To verify your metrics are being scraped:
# Local development
curl http://localhost:8001/metrics | grep documents_processed
# PromQL via HTTP API
curl 'http://localhost:9090/api/v1/query?query=up{job="document-api"}'
Interview Questions and Answers
Q1: A Prometheus histogram has buckets at [0.1, 0.5, 1.0, 5.0, +Inf]. Your SLO is p99 < 800ms. Can you compute an accurate p99 from this histogram?
No. Prometheus computes histogram_quantile by linear interpolation within the bucket that contains the quantile. If the true p99 is 800ms, it falls in the bucket (0.5, 1.0]. Prometheus will linearly interpolate between 0.5s and 1.0s, giving an answer somewhere in that range, but it cannot tell you the exact value is 800ms. For an SLO target of 800ms, you need a bucket boundary at exactly 0.8 (or close to it) to get accurate alerting. Add 0.8 to your bucket list.
Q2: Your team wants to track which user ID is making the slowest requests by adding user_id as a Prometheus label. Why is this problematic, and what is the right approach?
Adding user_id as a label creates one time series per unique user ID. With 1 million users, you get 1 million time series just for that metric. Prometheus stores all active time series in RAM - this would consume gigabytes of memory and make Prometheus unusable. The right approach: keep user_id in logs (where cardinality is unlimited), and use a Prometheus histogram to track the distribution of slow requests. To find slow users, query logs with duration_ms > 2000 in Loki/Kibana. If you need per-user metrics for billing or SLAs, use a dedicated time series database like InfluxDB or a columnar store, not Prometheus.
Q3: What is the difference between rate() and increase() in PromQL, and when should you use each?
rate(counter[5m]) computes the per-second average rate of increase over the time window. It handles counter resets (process restarts). increase(counter[5m]) is just rate(counter[5m]) * 300 (the window in seconds) - it gives the total increase over the window. Use rate() for alerting rules and graphs (it gives a stable per-second value regardless of window size). Use increase() when you want to see "how many events happened in the last hour" in a human-readable form. Never use increase() for alerting - it is not normalized to a rate.
Q4: How does histogram_quantile work across multiple service replicas in Kubernetes?
Because histograms aggregate at the bucket level, you can sum buckets across replicas before calculating the quantile. The correct query is:
histogram_quantile(0.99,
sum by (le) (
rate(http_request_duration_seconds_bucket[5m])
)
)
The sum by (le) adds together the bucket counts from all replicas for each le value, then histogram_quantile computes the quantile from the combined distribution. This is why histograms are preferred over summaries for multi-instance deployments - Summary quantiles are computed per-instance and cannot be meaningfully summed.

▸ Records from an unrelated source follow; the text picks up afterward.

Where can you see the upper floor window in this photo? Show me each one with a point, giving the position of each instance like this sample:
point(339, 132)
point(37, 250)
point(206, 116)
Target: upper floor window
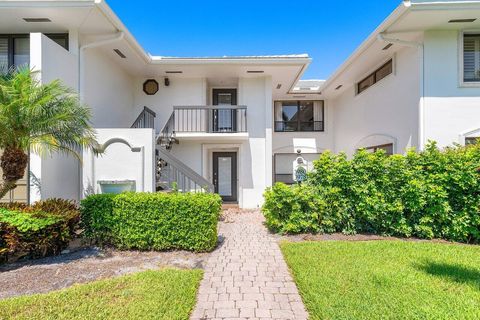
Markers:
point(375, 77)
point(471, 57)
point(15, 49)
point(388, 148)
point(293, 116)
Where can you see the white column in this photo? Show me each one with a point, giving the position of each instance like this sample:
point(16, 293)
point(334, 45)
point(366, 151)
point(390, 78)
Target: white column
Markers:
point(268, 132)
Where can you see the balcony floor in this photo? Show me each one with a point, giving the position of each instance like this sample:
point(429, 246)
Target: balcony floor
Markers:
point(201, 136)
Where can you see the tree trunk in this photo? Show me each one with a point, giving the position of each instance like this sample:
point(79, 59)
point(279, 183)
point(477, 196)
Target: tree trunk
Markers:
point(13, 162)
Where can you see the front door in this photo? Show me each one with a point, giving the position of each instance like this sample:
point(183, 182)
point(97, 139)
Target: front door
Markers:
point(224, 117)
point(225, 175)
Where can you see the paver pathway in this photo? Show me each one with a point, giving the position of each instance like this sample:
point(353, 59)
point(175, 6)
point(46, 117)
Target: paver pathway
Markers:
point(246, 277)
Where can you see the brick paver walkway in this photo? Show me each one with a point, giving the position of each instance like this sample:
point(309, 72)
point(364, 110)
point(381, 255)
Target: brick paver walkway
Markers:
point(246, 277)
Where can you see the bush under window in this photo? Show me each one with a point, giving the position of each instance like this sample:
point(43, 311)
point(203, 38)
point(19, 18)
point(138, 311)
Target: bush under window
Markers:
point(431, 194)
point(153, 221)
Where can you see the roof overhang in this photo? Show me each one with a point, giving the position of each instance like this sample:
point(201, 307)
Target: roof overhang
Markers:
point(96, 21)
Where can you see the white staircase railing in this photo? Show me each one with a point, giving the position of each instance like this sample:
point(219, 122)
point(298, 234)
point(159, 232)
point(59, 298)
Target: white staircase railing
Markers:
point(174, 174)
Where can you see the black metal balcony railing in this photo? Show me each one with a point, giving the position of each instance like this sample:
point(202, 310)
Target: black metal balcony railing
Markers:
point(210, 119)
point(296, 126)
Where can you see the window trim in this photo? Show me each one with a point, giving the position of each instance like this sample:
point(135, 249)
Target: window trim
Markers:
point(374, 72)
point(461, 79)
point(298, 121)
point(274, 164)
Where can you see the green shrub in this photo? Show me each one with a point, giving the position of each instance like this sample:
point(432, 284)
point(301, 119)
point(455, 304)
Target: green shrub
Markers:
point(36, 231)
point(153, 221)
point(432, 194)
point(97, 217)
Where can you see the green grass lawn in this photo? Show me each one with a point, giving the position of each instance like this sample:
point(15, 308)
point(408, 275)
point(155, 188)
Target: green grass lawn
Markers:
point(386, 279)
point(164, 294)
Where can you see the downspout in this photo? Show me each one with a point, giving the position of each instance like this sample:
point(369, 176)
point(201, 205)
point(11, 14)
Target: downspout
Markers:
point(81, 85)
point(421, 107)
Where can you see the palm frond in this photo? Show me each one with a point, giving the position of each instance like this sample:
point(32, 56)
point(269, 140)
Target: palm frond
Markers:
point(47, 118)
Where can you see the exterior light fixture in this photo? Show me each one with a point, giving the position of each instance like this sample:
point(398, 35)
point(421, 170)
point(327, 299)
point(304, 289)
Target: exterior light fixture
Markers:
point(150, 87)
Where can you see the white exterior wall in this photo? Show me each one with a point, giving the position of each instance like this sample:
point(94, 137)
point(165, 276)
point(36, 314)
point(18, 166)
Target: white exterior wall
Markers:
point(59, 174)
point(451, 110)
point(384, 113)
point(129, 155)
point(108, 91)
point(307, 142)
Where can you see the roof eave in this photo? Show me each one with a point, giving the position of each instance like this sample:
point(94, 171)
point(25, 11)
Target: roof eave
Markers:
point(390, 20)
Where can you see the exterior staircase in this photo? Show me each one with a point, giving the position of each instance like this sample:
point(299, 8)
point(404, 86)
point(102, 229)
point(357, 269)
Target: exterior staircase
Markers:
point(171, 173)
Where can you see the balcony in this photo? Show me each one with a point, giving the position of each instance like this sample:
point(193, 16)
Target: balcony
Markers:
point(208, 122)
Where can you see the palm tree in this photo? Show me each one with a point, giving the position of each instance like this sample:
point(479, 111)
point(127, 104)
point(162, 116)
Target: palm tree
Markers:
point(38, 118)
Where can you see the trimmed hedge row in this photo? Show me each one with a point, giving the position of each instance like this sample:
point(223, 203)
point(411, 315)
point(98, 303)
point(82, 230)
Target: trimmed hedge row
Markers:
point(153, 221)
point(37, 231)
point(432, 194)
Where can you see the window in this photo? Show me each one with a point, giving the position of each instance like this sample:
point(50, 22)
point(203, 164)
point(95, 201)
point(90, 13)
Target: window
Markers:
point(471, 58)
point(15, 49)
point(471, 140)
point(388, 148)
point(283, 165)
point(375, 77)
point(293, 116)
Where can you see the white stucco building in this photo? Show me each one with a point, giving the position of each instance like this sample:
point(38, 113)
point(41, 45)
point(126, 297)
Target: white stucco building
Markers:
point(234, 124)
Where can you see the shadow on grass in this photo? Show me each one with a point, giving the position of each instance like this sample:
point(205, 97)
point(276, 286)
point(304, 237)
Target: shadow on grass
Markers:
point(452, 272)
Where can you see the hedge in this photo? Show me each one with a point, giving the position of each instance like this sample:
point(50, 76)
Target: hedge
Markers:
point(153, 221)
point(37, 231)
point(431, 194)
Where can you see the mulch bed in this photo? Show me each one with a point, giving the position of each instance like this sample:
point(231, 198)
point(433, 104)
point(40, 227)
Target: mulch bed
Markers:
point(86, 265)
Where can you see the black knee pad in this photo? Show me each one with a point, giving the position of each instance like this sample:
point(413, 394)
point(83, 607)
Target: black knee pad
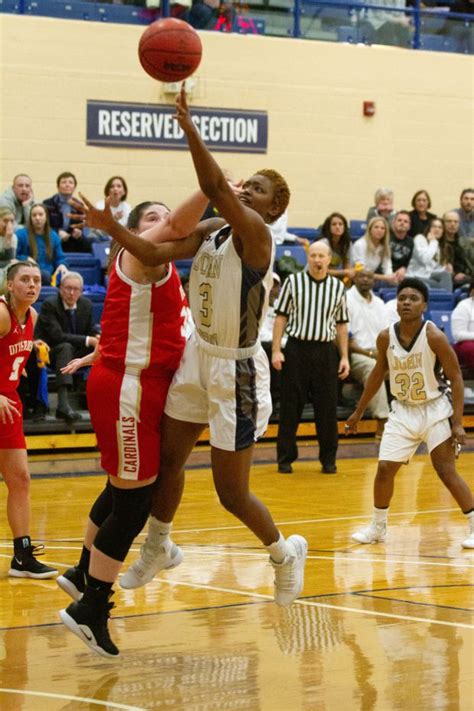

Q5: Your Python service starts up and immediately registers dozens of Prometheus metrics. Another service team complains that their metrics are appearing in your /metrics endpoint. Why, and how do you fix it?
Prometheus uses a global default registry (prometheus_client.REGISTRY). All metrics registered with Counter(...), Gauge(...), etc. are added to this global registry. If your application imports a shared library that also registers metrics, or if multiple application modules are loaded in the same process, they all share the registry. Two fixes: (1) Create a custom registry: registry = CollectorRegistry() and pass it to every metric: Counter("name", "help", registry=registry). Then expose it: generate_latest(registry). This is the cleanest solution for libraries. (2) Unregister unwanted collectors: REGISTRY.unregister(PROCESS_COLLECTOR). For application code, the global registry is usually fine; the problem typically indicates a dependency boundary issue that should be solved with custom registries.